Pourquoi vouloir absolument en savoir plus sur ce spectre aux cheveux de feu qui arpentait l’hôtel ? Etrange, alors que je ne me suis jamais posé de questions sur mon mari. Je ne connais même pas la couleur de sa sacoche. Marron, en cuir, certainement… ou noire ? En a-t-il une, seulement ? Je devrais plus m’intéresser à lui, à ce qu’il aime, à ce qu’il fait, mais je crains d’être indiscrète ou de le contrarier, qu’il y voie l’interrogatoire d’une épouse défiante, remettant en cause son autorité et sa probité. Je sais qu’il travaille beaucoup, et qu’il fait de gros efforts pour notre famille. Il lui arrive même de dormir à l’hôtel près de son bureau, quand il n’a pas pu attraper le dernier train du soir. Alors, j’étais tellement heureuse qu’il m’emmenât dans cet endroit magique, niché au coeur de l’Hachimantai, bordé de forêts sur les pentes du plateau. Les arbres n’avaient pas encore leur parure d’automne, mais quelques feuilles commençaient à jaunir. Juste assez pour donner envie d’y retourner dans quelques semaines… Yuki voyage beaucoup à titre professionnel, et il aime rester à Tokyo le weekend, jouer au golf le samedi avec ses amis, et regarder le baseball à la télévision le dimanche avec notre fils. C’était un beau cadeau qu’il m’avait offert là pour quelques jours. Et moi qui, fascinée par sa présence, ne pensais qu’au comportement du grand roux…

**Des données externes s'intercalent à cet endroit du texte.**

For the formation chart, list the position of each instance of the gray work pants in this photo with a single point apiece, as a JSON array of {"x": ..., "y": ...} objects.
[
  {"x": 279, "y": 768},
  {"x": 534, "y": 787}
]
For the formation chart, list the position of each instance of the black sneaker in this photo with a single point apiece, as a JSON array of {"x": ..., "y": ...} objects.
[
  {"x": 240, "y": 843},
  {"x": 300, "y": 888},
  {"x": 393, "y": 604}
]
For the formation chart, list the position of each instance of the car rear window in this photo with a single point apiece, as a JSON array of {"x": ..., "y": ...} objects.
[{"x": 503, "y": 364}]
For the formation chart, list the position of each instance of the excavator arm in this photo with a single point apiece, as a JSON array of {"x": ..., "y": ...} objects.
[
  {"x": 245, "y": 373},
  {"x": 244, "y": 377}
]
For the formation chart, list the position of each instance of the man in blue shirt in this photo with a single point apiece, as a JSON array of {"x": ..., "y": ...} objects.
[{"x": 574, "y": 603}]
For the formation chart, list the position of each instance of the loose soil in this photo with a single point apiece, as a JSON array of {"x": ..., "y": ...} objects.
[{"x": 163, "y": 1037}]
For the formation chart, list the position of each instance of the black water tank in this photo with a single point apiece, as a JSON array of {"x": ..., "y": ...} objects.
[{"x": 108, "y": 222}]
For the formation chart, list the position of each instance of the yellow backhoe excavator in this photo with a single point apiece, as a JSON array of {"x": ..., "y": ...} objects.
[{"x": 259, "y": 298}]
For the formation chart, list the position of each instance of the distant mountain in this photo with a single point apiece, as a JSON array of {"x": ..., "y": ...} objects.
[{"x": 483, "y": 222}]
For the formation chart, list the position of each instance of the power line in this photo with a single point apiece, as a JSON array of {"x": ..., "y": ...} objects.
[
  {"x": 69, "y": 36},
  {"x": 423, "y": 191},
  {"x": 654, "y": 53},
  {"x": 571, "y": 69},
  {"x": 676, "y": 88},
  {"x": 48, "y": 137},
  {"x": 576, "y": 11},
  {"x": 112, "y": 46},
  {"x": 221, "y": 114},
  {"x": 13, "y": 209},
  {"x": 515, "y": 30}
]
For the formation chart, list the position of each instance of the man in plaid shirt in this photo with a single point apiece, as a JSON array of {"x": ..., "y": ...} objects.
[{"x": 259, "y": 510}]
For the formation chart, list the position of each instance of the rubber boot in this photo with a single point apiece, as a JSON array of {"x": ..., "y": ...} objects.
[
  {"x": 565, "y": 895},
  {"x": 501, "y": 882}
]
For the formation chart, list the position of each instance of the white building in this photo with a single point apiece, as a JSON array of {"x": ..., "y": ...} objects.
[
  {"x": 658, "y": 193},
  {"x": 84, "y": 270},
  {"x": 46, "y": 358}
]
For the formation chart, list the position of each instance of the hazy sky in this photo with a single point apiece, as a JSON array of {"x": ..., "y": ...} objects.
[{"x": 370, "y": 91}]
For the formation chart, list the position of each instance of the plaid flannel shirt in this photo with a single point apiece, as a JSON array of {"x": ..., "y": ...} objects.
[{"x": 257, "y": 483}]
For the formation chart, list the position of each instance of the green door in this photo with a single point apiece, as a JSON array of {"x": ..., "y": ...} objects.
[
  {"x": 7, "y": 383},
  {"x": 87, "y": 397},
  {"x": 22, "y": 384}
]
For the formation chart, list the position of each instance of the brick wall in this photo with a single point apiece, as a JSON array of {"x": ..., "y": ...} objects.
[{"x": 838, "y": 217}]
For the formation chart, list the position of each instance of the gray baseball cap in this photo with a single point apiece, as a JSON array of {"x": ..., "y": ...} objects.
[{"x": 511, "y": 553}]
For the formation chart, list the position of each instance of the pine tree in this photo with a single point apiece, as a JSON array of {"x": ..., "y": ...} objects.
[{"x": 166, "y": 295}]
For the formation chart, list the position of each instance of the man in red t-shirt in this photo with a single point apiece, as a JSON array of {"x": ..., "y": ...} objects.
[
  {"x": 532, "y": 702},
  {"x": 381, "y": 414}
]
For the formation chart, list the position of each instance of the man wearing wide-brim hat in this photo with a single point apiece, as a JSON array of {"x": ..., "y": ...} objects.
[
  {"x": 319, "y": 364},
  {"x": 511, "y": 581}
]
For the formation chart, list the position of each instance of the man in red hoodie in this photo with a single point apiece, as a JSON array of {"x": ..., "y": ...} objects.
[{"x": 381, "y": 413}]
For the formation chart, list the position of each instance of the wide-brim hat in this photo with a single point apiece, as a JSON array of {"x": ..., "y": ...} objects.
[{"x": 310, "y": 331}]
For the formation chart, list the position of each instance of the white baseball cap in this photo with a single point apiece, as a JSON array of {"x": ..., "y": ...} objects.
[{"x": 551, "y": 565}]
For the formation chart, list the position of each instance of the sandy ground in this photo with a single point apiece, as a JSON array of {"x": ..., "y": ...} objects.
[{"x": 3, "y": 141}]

La curiosité est-elle le miroir de l’ennui ? Nous envahit-elle d’autant plus que notre vie sonne creux ? Le Yanaka est-il le lieu où le vide se fait si profond, qu’il se transforme en potins ? Je ne suis pas assez intelligente pour répondre à tout ça. Et toi, mon pauvre journal, tu ne peux pas m’aider. Décidément, je me pose trop de questions aujourd’hui…

Le dernier soir, j’étais assise dans le lounge de l’hôtel après dîner. J’avais récupéré un fauteuil confortable par chance, et une tasse de thé. Un luxe d’avoir des boissons chaudes, gratuites et à volonté ! La baie vitrée donnait sur le petit jardin zen qui apportait la douceur et la sérénité préalables à une bonne nuit. Je dégustais mon matcha en observant tourner la roue à aubes rouge qui agrémentait la mare. Et enfin, je l’avais oublié ! Mon esprit s’était libéré, concentré sur quelques arbustes à la taille parfaite, qui me rappelaient la maison de mon enfance. Sans un bruit, Yuki arriva derrière moi, et posa sa main sur la mienne. Un frisson me parcourut, cela faisait si longtemps… Il était avare en tendresse, comme tout Japonais qui tient à sa virilité, et en public, ce devait être la première fois qu’il témoignait son affection si ostensiblement. Il me chuchota avoir réservé un bain privé, et m’invitait à l’accompagner. Quelle bonne idée !

« Je dois repasser à la chambre », lui répondis-je, « et je te rejoins. »

Tu n’imagines pas à quel point je me pressai vers l’ascenseur, poussée d’une joie candide, enfantine que je ne connaissais plus. J’étais simplement impatiente de retrouver mon mari ! Mon pas rapide me semblait leste, mon coeur léger. Alors que je réfléchissais à comment m’apprêter, un bras bloqua les portes sur le point de se refermer, et l’étranger s’infiltra dans la cabine avec moi. Il s’excusa humblement. Mais le trouble m’envahit : il dérangeait encore la simplicité de l’instant… Il brisait l’élan du bonheur. Esprit malin ? Toute la frustration de ma curiosité surgit aussitôt, et je brûlais de nouveau de mille questions ! Fureur dans ma tête, par où commencer ? Aucun son ne sortait de ma bouche, ma langue était sèche, ma respiration saccadée, mes pieds se dérobaient, tout comme lui qui était arrivé ! Alors soudainement, un mot vint, un seul, comme pour le retenir : « Hitori ? ».